The following is a list of functions provided in the Gossip library:

gossip_enable_stderr(): Directs logging messages to stderr.
gossip_enable_file(filename, mode): Directs logging messages to a specified file. The arguments are the same as those taken by the fopen() function.
gossip_enable_syslog(priority): Directs logging to syslog. The priority argument is the same as that given to the syslog() function.
gossip_set_debug_mask(debug_on, mask): Turns debugging messages on or off and specifies the mask value to use if turned on.
gossip_disable(): Gracefully shuts down the Gossip logging facilities.
gossip_debug(mask, format, ...): Logs a debugging message. Uses the same format syntax as the printf() function call. It will only print if debugging is turned on and the mask value matches the global mask specified with gossip_set_debug_mask().
gossip_ldebug(mask, format, ...): Same as above, except that it prepends each message with the file name and line number of the source code that invoked it.
gossip_err(format, ...): Logs error messages. These will print regardless of the mask and whether debugging is turned on or off.
gossip_lerr(format, ...): Same as above, except that it prepends each message with the file name and line number of the source code that invoked it.
Examples of how to use Gossip can be found in the gossip/examples directory of the Gossip source code. This code can be found in the pvfs2/src/common/gossip directory within the OrangeFS source tree.

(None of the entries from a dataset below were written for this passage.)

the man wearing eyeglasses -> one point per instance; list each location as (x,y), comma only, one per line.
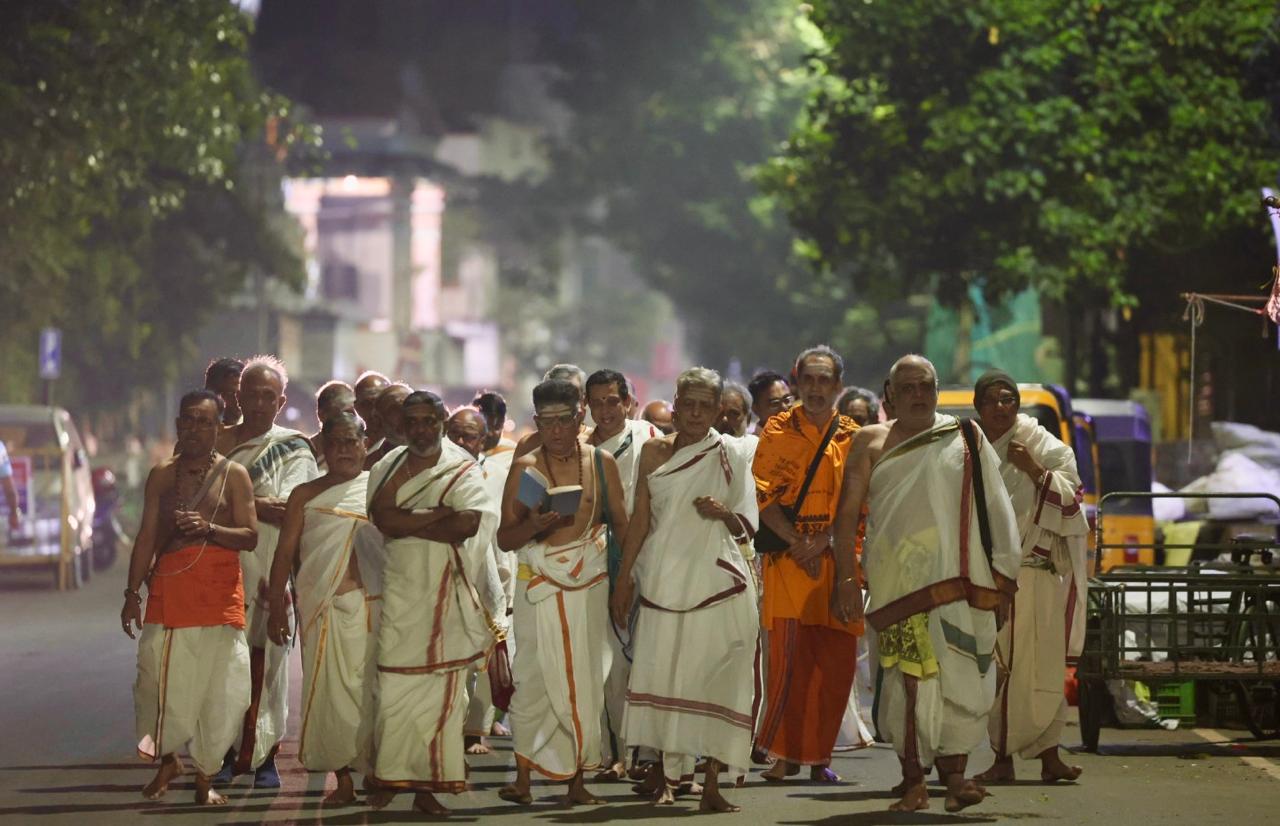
(429,500)
(561,611)
(607,397)
(812,655)
(1047,612)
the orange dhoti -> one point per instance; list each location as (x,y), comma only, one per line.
(812,664)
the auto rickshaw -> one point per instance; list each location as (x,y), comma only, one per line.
(1123,432)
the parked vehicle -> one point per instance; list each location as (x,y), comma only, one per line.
(1123,433)
(55,493)
(108,532)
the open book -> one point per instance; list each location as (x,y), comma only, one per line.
(535,493)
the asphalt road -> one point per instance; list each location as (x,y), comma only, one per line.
(67,756)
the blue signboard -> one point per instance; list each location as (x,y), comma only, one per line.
(50,352)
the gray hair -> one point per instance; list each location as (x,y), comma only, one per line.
(567,373)
(704,378)
(266,361)
(344,419)
(819,351)
(741,392)
(913,360)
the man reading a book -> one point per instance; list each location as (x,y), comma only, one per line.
(558,502)
(812,655)
(693,687)
(941,557)
(429,501)
(607,397)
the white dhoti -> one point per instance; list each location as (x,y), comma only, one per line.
(191,692)
(562,658)
(694,676)
(433,629)
(933,593)
(277,461)
(1046,620)
(338,630)
(337,685)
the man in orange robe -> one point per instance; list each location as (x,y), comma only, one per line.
(812,655)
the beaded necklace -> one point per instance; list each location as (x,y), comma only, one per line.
(577,455)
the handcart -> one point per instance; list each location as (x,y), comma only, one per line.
(1214,623)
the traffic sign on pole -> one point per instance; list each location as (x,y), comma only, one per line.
(50,352)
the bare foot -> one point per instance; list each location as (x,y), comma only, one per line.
(1000,771)
(963,795)
(346,792)
(1052,769)
(170,767)
(666,795)
(426,802)
(652,783)
(780,771)
(714,802)
(515,794)
(205,794)
(613,774)
(379,798)
(915,797)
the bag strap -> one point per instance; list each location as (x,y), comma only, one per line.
(968,428)
(817,460)
(603,487)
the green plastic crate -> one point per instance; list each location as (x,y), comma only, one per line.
(1176,701)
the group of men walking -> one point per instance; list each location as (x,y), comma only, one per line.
(676,592)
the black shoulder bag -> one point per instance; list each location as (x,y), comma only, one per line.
(766,539)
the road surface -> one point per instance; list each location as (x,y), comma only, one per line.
(67,756)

Similarly, run-time client debugging information can be gathered by using environment variables before running the client application. The default client logging method is to set the variable PVFS2_DEBUGMASK to values such as client,network. Many of the supported client debugging masks overlap the server masks that can be verified using pvfs2-set-debugmask. By default, setting PVFS2_DEBUGMASK emits debugging information to stderr, often intermixed with the client program output. If you'd like to redirect client debugging to a file, set the PVFS2_DEBUGFILE environment variable to a valid file name. This causes all debug information specified by the PVFS2_DEBUGMASK to be stored in the file specified, no longer intermixing the output with the client program. The file specified in the PVFS2_DEBUGFILE environment variable will be appended if it already exists. Another influential environment variable that can be used to trigger kmod logging messages is PVFS2_KMODMASK. By setting values of this variable to file, inode prior to starting pvfs2-client-core daemon, verbose kmod subsystem error diagnostics are written to the system ring buffer and eventually to the kernel logs. One could also set the kmod diagnostic level when the kernel module is loaded like so, insmod pvfs2.ko module_parm_debug_mask=<diagnostic level>. The diagnostic level will be a bitwise OR of values specified in pvfs2-debug.h. For more information on setting the kernel or client debug mask, see doc/pvfs2-logging.txt in the OrangeFS source tree.

Suggested error handling

Traditional application error handling with errno

Most unix system calls set a global variable called errno when an error condition occurs. Since this is a global variable, it is overwritten everytime a system call is made. This means that it must be checked immediately following the failure of the system call in question. The errno values correspond to to various error conditions, wuch as bad file descriptor or permission denied. One can print out a textual description of these error values using the perror() or strerror() functions. More information about the use of errno can be found in the man pages for errno, perror, and and strerror.

The use of errno in this manner is fine for small applications, but becomes more tedious when building larger software projects. The problem is that you must store the error value somewhere when passing the error back through multiple abstraction layers. This tends to cause confusion in large projects.